After months of deafening silence, I got two acceptances in two weeks and what a wonderful medicine that has been. My computer died last week and the computer man rubbed everything off the hard disk as if doing so did not stop my heart. Since then I've had a terrible pain in my stomach. I'm prone to such psychosomatic illnesses which I have long accepted as the long end of the stick in my genetically predisposed-to-legal craziness family. But now I am magically well. Two acceptances, and suddenly the fact that all of my work for the past two months has disappeared seems not important.
One of the acceptances is so precious as it is for a story that I knew in my heart was good. It was one of those times when you sit down to the computer and begin to write and two hours later you have a story that is finished. Absolutely complete. You'll change only a comma, a single word, nothing else. It came out as it was meant to. Despite my heart of heart's knowledge that the story was good, it got rejected. Not once but three times. Compounding that, I gave it to a woman in my now dead writing group and it caused her to become very angry with me. She questioned the truth of the story, saying I was taking South African history and plopping it down in Zimbabwe. It deals with racism from a young white girl's perspective. At the time I just thought she maybe didn't know about Zimbabwe because, of course, apartheid was alive and well under Ian Smith and white 'Rhodesians', as many still insist on being called, are some of the most racist people I've ever had the unhappy experience of meeting. (To qualify that, I have also met some lovely white Zimbabweans) Even though the story was battered a bit, I still knew it was good and I stood by it.
I always tell writers that I meet that if you know a story is good and true, rejections are not important. It means that the editor of that magazine either didn't like it or couldn't find a place for it. Shrug it off and find another market. Eventually it will find a home. Now my advice has worked for me, and isn't that nice?
8 comments:
Congratulations! Good advice too. So where is the Zim story getting published; it sounds very interesting and I would love to read it.
It will be published in Cezanne's Carrot I think they said in autumn which I believe is for the northern hemisphere.

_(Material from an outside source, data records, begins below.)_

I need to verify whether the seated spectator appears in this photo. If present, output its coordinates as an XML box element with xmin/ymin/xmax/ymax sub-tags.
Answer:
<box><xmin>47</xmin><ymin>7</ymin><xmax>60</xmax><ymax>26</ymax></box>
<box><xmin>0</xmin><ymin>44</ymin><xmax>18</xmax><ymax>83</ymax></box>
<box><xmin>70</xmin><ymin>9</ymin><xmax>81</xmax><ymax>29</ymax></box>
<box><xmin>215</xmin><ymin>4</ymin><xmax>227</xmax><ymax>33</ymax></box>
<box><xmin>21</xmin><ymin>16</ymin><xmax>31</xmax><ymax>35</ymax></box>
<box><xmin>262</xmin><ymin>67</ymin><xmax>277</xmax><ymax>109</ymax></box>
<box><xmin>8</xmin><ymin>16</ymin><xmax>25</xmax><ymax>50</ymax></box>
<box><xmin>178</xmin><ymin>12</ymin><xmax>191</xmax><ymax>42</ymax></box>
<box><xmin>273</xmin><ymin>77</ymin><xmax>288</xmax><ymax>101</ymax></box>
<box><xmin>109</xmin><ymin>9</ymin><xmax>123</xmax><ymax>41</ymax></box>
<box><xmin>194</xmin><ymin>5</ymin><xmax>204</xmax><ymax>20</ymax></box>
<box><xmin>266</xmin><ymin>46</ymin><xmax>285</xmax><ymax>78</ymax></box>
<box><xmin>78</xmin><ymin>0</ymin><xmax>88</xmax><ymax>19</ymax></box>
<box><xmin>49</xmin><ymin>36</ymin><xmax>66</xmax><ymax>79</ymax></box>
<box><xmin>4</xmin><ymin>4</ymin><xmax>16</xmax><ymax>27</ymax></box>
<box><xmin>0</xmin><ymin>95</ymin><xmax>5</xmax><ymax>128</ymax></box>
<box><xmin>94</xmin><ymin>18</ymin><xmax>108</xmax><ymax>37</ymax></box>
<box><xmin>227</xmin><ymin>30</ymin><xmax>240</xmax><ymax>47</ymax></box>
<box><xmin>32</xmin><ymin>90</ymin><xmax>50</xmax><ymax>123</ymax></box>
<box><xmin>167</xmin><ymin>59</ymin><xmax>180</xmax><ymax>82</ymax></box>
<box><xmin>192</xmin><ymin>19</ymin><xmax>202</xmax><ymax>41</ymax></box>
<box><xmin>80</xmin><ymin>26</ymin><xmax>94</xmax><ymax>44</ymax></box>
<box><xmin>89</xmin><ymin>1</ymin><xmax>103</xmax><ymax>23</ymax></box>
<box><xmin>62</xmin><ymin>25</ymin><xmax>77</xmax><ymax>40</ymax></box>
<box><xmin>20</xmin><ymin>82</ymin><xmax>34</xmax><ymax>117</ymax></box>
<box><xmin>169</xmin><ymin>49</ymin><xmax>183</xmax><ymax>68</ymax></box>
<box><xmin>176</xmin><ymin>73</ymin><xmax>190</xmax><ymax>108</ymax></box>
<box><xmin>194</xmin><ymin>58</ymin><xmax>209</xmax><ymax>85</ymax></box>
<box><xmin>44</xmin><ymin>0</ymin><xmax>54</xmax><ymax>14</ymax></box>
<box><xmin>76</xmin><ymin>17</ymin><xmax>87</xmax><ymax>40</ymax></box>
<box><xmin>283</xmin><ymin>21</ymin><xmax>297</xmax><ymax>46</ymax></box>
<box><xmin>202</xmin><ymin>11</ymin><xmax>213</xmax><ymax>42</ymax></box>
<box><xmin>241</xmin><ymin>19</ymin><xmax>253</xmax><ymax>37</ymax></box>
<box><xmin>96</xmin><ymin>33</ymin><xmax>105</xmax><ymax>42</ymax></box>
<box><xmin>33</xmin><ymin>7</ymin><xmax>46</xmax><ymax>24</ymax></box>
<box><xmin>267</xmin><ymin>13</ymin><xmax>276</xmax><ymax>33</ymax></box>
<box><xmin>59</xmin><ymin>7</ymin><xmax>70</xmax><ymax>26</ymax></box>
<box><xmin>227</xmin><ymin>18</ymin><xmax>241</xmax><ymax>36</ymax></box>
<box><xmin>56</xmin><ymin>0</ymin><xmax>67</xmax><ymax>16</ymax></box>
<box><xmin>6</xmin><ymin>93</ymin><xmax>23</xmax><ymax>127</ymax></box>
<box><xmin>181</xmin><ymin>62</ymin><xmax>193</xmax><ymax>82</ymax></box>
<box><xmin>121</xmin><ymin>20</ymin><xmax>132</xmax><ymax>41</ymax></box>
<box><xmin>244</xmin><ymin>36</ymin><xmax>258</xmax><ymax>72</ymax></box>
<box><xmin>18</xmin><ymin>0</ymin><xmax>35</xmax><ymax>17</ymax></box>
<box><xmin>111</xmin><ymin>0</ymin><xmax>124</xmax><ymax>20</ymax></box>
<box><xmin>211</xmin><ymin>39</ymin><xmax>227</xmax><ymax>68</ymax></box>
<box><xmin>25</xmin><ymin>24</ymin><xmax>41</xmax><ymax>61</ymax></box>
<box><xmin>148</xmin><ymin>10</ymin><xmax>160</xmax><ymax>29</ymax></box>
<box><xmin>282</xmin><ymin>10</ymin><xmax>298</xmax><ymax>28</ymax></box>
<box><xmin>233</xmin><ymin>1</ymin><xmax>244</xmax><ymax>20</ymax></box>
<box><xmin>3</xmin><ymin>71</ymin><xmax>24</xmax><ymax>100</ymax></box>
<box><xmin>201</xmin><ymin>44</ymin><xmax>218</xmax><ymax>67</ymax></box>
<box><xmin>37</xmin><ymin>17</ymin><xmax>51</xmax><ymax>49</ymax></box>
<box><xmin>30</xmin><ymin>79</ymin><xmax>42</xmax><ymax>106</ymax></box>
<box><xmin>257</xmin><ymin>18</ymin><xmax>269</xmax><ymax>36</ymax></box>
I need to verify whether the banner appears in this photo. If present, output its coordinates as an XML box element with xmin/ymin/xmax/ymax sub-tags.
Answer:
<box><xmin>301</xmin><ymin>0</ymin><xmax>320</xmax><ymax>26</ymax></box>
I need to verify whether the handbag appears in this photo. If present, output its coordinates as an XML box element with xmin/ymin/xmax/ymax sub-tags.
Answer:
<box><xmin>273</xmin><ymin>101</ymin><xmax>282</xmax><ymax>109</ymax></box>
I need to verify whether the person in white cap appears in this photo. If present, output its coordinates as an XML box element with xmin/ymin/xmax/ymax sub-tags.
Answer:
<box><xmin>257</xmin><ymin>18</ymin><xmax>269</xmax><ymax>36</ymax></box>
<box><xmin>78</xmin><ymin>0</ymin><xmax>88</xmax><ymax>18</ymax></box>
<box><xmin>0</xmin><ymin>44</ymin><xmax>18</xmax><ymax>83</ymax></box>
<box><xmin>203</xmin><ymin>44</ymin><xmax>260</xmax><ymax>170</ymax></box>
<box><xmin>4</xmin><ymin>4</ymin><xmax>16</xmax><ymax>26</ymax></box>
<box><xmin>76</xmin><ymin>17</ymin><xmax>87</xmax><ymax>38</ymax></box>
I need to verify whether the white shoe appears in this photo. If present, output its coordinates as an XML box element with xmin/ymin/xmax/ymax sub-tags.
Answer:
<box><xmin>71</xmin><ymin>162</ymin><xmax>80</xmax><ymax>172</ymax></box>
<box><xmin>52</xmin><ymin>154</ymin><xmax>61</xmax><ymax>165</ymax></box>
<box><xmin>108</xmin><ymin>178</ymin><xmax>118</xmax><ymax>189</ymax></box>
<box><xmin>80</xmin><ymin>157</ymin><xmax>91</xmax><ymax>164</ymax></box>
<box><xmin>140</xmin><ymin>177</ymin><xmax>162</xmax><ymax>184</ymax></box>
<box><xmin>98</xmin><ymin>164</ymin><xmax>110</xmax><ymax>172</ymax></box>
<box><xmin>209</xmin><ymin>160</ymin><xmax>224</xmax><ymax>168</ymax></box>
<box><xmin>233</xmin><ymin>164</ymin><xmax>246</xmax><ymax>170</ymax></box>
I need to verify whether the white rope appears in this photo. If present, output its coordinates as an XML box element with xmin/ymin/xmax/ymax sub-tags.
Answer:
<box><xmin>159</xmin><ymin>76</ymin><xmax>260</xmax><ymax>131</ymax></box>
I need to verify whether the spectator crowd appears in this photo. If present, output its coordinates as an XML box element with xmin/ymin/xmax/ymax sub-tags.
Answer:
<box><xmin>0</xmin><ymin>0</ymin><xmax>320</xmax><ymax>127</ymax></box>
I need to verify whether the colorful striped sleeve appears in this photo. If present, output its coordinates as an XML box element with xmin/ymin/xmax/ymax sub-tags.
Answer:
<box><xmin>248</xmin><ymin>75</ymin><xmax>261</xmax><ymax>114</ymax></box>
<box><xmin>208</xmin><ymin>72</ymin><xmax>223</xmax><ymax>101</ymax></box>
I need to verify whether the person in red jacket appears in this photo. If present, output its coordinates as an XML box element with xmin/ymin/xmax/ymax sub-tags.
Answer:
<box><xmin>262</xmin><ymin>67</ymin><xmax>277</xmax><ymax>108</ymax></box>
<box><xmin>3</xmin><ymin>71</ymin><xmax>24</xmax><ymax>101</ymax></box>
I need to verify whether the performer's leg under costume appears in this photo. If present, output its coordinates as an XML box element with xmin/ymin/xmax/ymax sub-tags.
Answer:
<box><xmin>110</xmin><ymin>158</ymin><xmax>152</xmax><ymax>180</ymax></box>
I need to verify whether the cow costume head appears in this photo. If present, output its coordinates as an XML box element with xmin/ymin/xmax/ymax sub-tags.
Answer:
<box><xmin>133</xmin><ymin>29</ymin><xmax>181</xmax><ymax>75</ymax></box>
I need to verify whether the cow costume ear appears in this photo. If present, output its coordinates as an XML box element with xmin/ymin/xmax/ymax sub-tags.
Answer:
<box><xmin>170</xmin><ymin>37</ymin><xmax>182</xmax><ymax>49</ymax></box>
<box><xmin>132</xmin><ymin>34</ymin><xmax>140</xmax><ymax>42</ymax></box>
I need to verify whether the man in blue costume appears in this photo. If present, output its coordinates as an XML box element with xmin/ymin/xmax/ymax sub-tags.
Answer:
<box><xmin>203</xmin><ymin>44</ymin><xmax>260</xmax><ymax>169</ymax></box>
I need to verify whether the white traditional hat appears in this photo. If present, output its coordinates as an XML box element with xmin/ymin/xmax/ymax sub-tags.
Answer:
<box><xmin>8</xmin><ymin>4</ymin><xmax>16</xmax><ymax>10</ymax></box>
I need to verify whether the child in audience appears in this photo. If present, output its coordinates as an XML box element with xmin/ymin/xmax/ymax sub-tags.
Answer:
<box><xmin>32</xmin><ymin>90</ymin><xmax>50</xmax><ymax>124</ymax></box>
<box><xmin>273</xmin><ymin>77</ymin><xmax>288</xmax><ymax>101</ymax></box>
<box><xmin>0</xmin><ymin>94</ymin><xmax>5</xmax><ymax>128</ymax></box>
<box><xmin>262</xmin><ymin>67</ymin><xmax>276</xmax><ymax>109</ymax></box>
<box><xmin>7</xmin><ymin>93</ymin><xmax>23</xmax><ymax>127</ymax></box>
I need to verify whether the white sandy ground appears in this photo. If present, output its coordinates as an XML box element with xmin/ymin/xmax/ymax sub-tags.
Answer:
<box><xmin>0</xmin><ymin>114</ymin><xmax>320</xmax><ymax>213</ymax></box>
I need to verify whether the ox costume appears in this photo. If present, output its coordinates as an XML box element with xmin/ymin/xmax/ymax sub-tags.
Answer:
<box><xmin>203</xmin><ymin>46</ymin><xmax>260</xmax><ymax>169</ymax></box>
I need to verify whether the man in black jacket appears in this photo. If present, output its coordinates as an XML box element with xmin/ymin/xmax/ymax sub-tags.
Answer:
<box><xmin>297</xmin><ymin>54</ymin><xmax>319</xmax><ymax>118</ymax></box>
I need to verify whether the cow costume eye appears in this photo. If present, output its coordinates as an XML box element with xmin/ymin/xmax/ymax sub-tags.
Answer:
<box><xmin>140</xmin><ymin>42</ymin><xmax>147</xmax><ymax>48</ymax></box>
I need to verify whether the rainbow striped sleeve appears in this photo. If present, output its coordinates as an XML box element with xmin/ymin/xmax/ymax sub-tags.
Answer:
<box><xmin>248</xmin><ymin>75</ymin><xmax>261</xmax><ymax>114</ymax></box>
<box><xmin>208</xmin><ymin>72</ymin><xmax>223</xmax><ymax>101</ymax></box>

Thanks for you kind words Emmanuel.
Congratulations, Lauri, like Emmanuel, I look forward to reading it, have a very strong interest in Zim:):)

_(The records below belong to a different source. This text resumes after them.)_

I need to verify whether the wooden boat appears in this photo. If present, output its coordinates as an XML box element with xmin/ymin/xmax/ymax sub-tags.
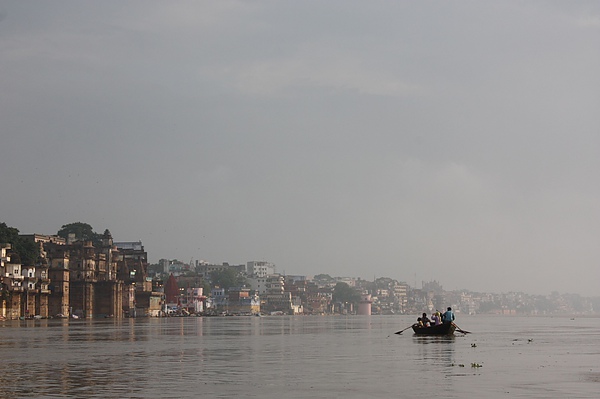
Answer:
<box><xmin>413</xmin><ymin>323</ymin><xmax>456</xmax><ymax>335</ymax></box>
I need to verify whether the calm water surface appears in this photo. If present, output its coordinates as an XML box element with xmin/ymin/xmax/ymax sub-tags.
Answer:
<box><xmin>0</xmin><ymin>316</ymin><xmax>600</xmax><ymax>398</ymax></box>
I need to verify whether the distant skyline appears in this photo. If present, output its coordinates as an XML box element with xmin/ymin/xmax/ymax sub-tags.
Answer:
<box><xmin>0</xmin><ymin>0</ymin><xmax>600</xmax><ymax>296</ymax></box>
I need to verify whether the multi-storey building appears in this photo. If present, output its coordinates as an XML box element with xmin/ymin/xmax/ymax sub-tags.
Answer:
<box><xmin>246</xmin><ymin>260</ymin><xmax>275</xmax><ymax>277</ymax></box>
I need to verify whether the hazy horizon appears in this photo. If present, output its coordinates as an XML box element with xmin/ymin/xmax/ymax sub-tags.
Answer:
<box><xmin>0</xmin><ymin>0</ymin><xmax>600</xmax><ymax>296</ymax></box>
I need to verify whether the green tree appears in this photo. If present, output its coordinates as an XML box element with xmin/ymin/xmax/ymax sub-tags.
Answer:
<box><xmin>210</xmin><ymin>268</ymin><xmax>247</xmax><ymax>291</ymax></box>
<box><xmin>56</xmin><ymin>222</ymin><xmax>102</xmax><ymax>245</ymax></box>
<box><xmin>0</xmin><ymin>222</ymin><xmax>40</xmax><ymax>266</ymax></box>
<box><xmin>333</xmin><ymin>282</ymin><xmax>360</xmax><ymax>303</ymax></box>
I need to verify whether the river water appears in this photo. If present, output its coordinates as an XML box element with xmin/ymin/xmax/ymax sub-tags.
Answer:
<box><xmin>0</xmin><ymin>316</ymin><xmax>600</xmax><ymax>399</ymax></box>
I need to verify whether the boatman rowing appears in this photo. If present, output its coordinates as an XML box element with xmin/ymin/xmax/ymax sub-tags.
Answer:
<box><xmin>442</xmin><ymin>307</ymin><xmax>454</xmax><ymax>324</ymax></box>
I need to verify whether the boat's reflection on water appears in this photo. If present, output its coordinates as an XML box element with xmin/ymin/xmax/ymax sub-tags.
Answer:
<box><xmin>412</xmin><ymin>335</ymin><xmax>456</xmax><ymax>372</ymax></box>
<box><xmin>412</xmin><ymin>334</ymin><xmax>456</xmax><ymax>344</ymax></box>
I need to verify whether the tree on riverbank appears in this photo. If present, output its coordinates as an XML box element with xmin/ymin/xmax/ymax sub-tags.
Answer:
<box><xmin>0</xmin><ymin>222</ymin><xmax>40</xmax><ymax>266</ymax></box>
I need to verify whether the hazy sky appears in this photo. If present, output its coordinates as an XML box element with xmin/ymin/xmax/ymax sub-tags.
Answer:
<box><xmin>0</xmin><ymin>0</ymin><xmax>600</xmax><ymax>295</ymax></box>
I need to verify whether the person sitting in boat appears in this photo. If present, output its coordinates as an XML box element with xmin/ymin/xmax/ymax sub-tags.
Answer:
<box><xmin>442</xmin><ymin>307</ymin><xmax>454</xmax><ymax>324</ymax></box>
<box><xmin>421</xmin><ymin>313</ymin><xmax>431</xmax><ymax>327</ymax></box>
<box><xmin>431</xmin><ymin>311</ymin><xmax>442</xmax><ymax>326</ymax></box>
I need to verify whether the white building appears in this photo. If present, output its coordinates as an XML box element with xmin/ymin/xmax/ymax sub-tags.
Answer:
<box><xmin>246</xmin><ymin>260</ymin><xmax>275</xmax><ymax>277</ymax></box>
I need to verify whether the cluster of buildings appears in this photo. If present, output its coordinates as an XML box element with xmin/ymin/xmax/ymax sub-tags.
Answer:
<box><xmin>0</xmin><ymin>230</ymin><xmax>164</xmax><ymax>319</ymax></box>
<box><xmin>0</xmin><ymin>230</ymin><xmax>600</xmax><ymax>319</ymax></box>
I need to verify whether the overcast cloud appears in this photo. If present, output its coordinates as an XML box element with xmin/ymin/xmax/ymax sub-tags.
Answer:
<box><xmin>0</xmin><ymin>0</ymin><xmax>600</xmax><ymax>295</ymax></box>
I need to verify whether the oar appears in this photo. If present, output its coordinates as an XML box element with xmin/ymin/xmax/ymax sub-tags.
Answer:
<box><xmin>394</xmin><ymin>325</ymin><xmax>412</xmax><ymax>334</ymax></box>
<box><xmin>452</xmin><ymin>322</ymin><xmax>472</xmax><ymax>334</ymax></box>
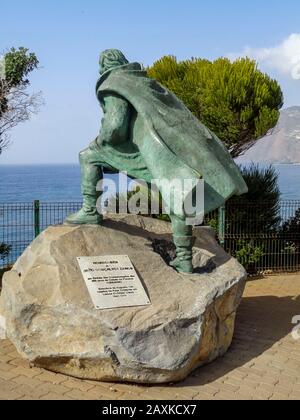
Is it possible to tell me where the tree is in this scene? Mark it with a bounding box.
[0,48,42,154]
[148,56,283,157]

Hi Petina- Thanks for the kind words and for stopping by. Congrats to you on your fantastic news. I heard we're to keep it on the down-low but I'm not the best at keeping secrets especially good ones. I see a blindingly bright writing future for you...
I'll let you know when the story's out, perhaps not as political as you would like more the effect of the historical sadness of Zim on the individual lives of people.
I am not sure what you mean about keeping my big news on the down-low, the news has been up on my blog and splashed all over other blogs and the internet!! It is certainly not a secret.
I look forward to your story; but please note that the fact that I want certain things for my country does not mean that I read, write and appreciate only stories that are "political":):):)
On OW, we were told it is still a bit of a secret, maybe we were misinformed. Anyway, congrats!
I am delighted for you. You give excellent advice. Hope I get to read it sometime.
Selma when it's up I'll post the link to the story. Thanks for your interest.